Family Farming Takes Root After China’s Mean Season of Communes
FENGYANG, China — Wu Fengqi remembers living on a people’s farm commune and being so poor he had neither a table to eat from nor a bed to sleep on. Today he has his own family farm, and he’s rich by Chinese standards.
Thus it is that the 50-year-old Wu scoffs at the idea being tossed around in Beijing, China’s capital, that tiny family farms in some areas should gradually give way to more efficient, large-scale cooperative ventures.
“The peasants won’t support group farming,” he said. “They would resist.”
Nine years ago, Wu’s production brigade secretly defied the commune and government policy by dividing up its land and letting each farmer be responsible for growing his own share.
Production took off, and Fengyang County, in central China’s agricultural heartland of Anhui province, became a national pioneer in the family contract system that has revolutionized the Chinese countryside. Again leading the nation, by 1982 all 45 communes in Fengyang, each with about 10,000 people, had been broken up.
Serious Doubts
Today, as the first decade of China’s agricultural reform closes, the system is praised for lifting tens of millions out of poverty. But serious doubts have arisen about the future ability of family farmers to feed this country of 1 billion people.
For example, farmers paid artificially low prices for state-bought grain are planting more lucrative vegetables and fruit, leading to three straight discouraging grain harvests after a record 407-million-ton crop in 1984.
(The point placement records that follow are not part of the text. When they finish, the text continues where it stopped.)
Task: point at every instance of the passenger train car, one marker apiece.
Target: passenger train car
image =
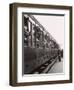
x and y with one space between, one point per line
39 45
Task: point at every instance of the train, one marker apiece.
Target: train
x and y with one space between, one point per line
39 45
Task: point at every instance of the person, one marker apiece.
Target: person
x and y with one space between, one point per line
59 55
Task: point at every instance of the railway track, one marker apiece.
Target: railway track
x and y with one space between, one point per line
45 67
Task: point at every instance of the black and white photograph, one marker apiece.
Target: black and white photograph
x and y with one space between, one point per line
42 43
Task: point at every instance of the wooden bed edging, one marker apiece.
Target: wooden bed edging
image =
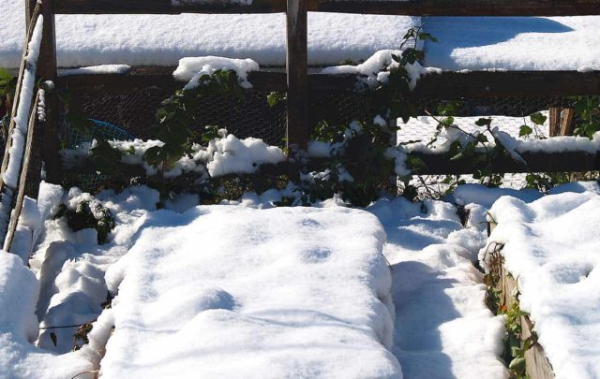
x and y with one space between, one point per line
537 365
Land under cultivation has decreased, and irrigation systems, once kept up by communal labor, have fallen into disrepair.
Some experts maintain that the family farmer, on his average 1.5 acres of land, has outlived his usefulness.
Rural residents, millions of whom now are finding jobs in small factories in the countryside, are being encouraged to cede their land to professionals or groups who can carry out mechanized farming on larger tracts. Some areas are experimenting with allowing farmers to lease land to more ambitious tillers of the soil.
Bad Memories
In Fengyang, however, “the conditions are not ripe for large-scale group farming,” said a local official, Deng Zeyuan. Few factory jobs are available in an area where 500,000 of 580,000 people are farmers, he said, and group farming still brings up memories of the “leftist mistakes” and “extreme poverty” of the past.
Under the newly devised cooperative system, farmers may voluntarily form a cooperative, and the state is now encouraging this in some areas.
Rural residents who find jobs in factories can turn over their land to other farmers, but because the land all belongs to the state, normally they would not be paid for use of it.
A few areas, however, are experimenting in allowing farmers to lease land and receive benefits from future crops. Although the state owns the land, it has assured farmers that it will not evict them against their will to form larger farm groups.
Farmer Wu doesn’t like the concept and wants to continue as he is because he and others in Fengyang have come so far along.
Food for Half a Year
He said he earned 30 fen (8 cents) a day working on the commune, and “even though we worked a whole year we only had food for half a year.”
Begging, common in Anhui for centuries, continued after the Communist takeover in 1949, and during the hard times, people starved, he said.
In 1979, in the first year of the family contract system in his village, Wu claimed, he and his eight children produced more than the entire 98-member work brigade turned out in the past. Last year his extended family earned 17,000 yuan ($4,600) from grain and other crops, before expenses.
Wu said 17 of the 19 households in the village now have brick homes, and their former mud homes are used as cowsheds. About half have television sets, and many have tape recorders and electric fans.